Crítica do filme: 'O Último Respiro'


Baseado em uma história real que envolve uma das profissões mais perigosas do mundo, o longa-metragem O Último Respiro vai direto ao ponto, sem rodeios, ao reconstituir um resgate inacreditável – e até hoje considerado inexplicável – ocorrido a centenas de metros de profundidade no Mar do Norte. Sob a direção de Alex Parkinson, o filme conduz o espectador por uma narrativa intensa e cheia de tensão, onde o foco e a precisão exigidos pelo ofício se chocam com variáveis incontroláveis da natureza.

Ao longo de 93 minutos, acompanhamos a trajetória de Chris (Finn Cole), um mergulhador especializado em grandes profundidades, que é escalado para uma missão de manutenção em oleodutos submarinos, ao lado de Duncan (Woody Harrelson) e Dave (Simu Liu). Quando o navio que os leva começa a sofrer com o tempo ruim, Chris acaba ficando para trás com apenas 10 minutos de oxigênio emergencial restante. Correndo contra o tempo, Duncan, Dave e toda a equipe de comando no navio buscam soluções para trazê-lo de volta.

São 30 mil quilômetros de oleodutos – tubulações subaquáticas responsáveis pelo transporte de petróleo – cuja manutenção depende exclusivamente de mergulhadores de saturação, profissionais que passam longos períodos em grandes profundidades. Partindo desse cenário arriscado, o roteiro escolhe um recorte específico: uma intensa história de sobrevivência, que concentra seu foco no clímax e nas decisões cruciais de toda uma equipe, sem se aprofundar em muitas camadas narrativas.

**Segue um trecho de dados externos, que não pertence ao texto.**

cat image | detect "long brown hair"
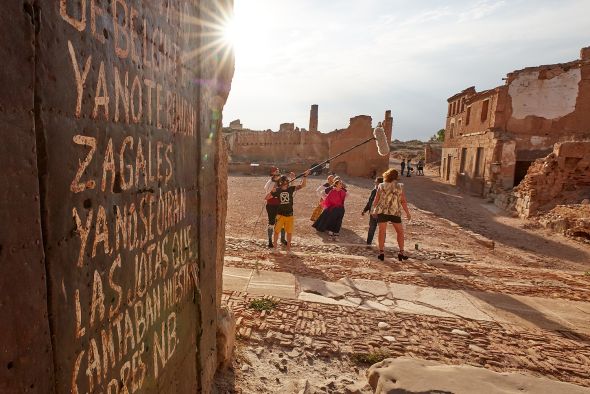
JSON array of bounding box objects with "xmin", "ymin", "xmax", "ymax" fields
[{"xmin": 383, "ymin": 168, "xmax": 398, "ymax": 182}]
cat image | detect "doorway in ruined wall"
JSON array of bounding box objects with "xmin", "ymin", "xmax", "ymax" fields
[
  {"xmin": 512, "ymin": 160, "xmax": 533, "ymax": 187},
  {"xmin": 445, "ymin": 155, "xmax": 453, "ymax": 182}
]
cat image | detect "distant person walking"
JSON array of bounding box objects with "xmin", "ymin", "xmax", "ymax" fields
[
  {"xmin": 312, "ymin": 178, "xmax": 347, "ymax": 237},
  {"xmin": 416, "ymin": 159, "xmax": 424, "ymax": 176},
  {"xmin": 266, "ymin": 170, "xmax": 309, "ymax": 251},
  {"xmin": 264, "ymin": 167, "xmax": 287, "ymax": 248},
  {"xmin": 361, "ymin": 177, "xmax": 383, "ymax": 245},
  {"xmin": 309, "ymin": 175, "xmax": 334, "ymax": 222},
  {"xmin": 371, "ymin": 168, "xmax": 412, "ymax": 261}
]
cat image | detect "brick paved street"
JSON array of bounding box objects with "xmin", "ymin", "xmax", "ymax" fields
[{"xmin": 222, "ymin": 177, "xmax": 590, "ymax": 392}]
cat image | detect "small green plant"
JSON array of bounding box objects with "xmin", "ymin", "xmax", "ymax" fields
[
  {"xmin": 250, "ymin": 298, "xmax": 279, "ymax": 312},
  {"xmin": 350, "ymin": 352, "xmax": 391, "ymax": 365}
]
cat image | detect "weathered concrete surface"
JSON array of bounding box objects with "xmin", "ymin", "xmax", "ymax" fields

Movimentando-se entre thriller e drama, uma fórmula eficiente acaba sendo imposta, indo direto ao centro de suas questões, algo que se difere de muitos outros filmes que retratam resgate e mostram o sopro da tentativa de sobrevivência. Soma-se a isso uma ótima direção e ótimas atuações. O projeto, com cenas de tirar o fôlego, teve locações em Aberdeen (Escócia) e em Malta, tendo o auxílio do documentário Last Breath como referência – também dirigido por Parkinson (ao lado de Richard da Costa).

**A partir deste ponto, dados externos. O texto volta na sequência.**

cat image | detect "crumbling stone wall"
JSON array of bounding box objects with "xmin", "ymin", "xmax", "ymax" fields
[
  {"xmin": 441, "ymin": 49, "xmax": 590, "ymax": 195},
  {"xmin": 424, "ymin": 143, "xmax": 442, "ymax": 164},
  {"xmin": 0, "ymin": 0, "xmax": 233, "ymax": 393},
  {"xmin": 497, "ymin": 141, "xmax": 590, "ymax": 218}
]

Essa história é algo até hoje sem muitas explicações científicas. A água fria e a mistura de gases com alta pressão parcial de oxigênio pode ser algo que explique o retorno intacto do mergulhador. Mas até os dias atuais esse resgate bem-sucedido é um dos grandes mistérios do mundo e aqui nessa obra, que chegou na Prime Video em 2025, vemos com real impacto todo o mix de emoções que trabalhadores numa das mais arriscadas profissões do mundo podem passar a qualquer momento do seu perigoso ofício.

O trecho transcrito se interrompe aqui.